As is common in our family, we like to celebrate milestones – big and small. And so, during our farewell dinner last night as her sister, grandparents, aunt and cousins wished her a great spring semester, I couldn’t help but feel a bit of sadness begin to wash over me. I was counting the hours I had left with her. We had such a nice time during her break. I got to “mother” her, cook for her, watch her nap, make her favorite meals, workout together, have coffee and just great talks. I loved watching her and her sister make tik toks and laugh, as they scrolled through their phones incessently. I thought I would have more time.
More time before I had to let go.
Every time she comes home from college for a holiday break, she is older, more mature and a lot more independent. We have more in common, have deeper conversations and I love this older person she is becoming.
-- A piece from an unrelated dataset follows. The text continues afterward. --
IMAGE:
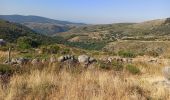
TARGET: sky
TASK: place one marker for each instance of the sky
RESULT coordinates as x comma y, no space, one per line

It’s a beautiful thing to witness, heartbreaking, but beautiful. I can see who she is without me. New York Times bestselling author and one of my favorite podcasters, Glennon Doyle, has a word for this: BRUTIFUL. When something is both beautiful and brutal, she calls it “brutiful”.
I think this is exactly what mothering is: BRUTIFUL.
It is beautiful and amazing and all the things we feel watching our little people grow into the best version of themselves. Then one day they are these amazing independent people, and they are off on their own, and don’t need to lean on us anymore or need us quite as much. BRUTIFUL.
As I think about my girl happily enjoying her college experience, making new friends and declaring her major, I am continually amazed at this life she is creating for herself. She is smart, strong and compassionate and much more fearless than I ever was at her age. And although she may lean on me from time to time, she is becoming this beautiful independent person, separate from me. Brutiful.
Glennon also says we can do hard things. I think this is one of them.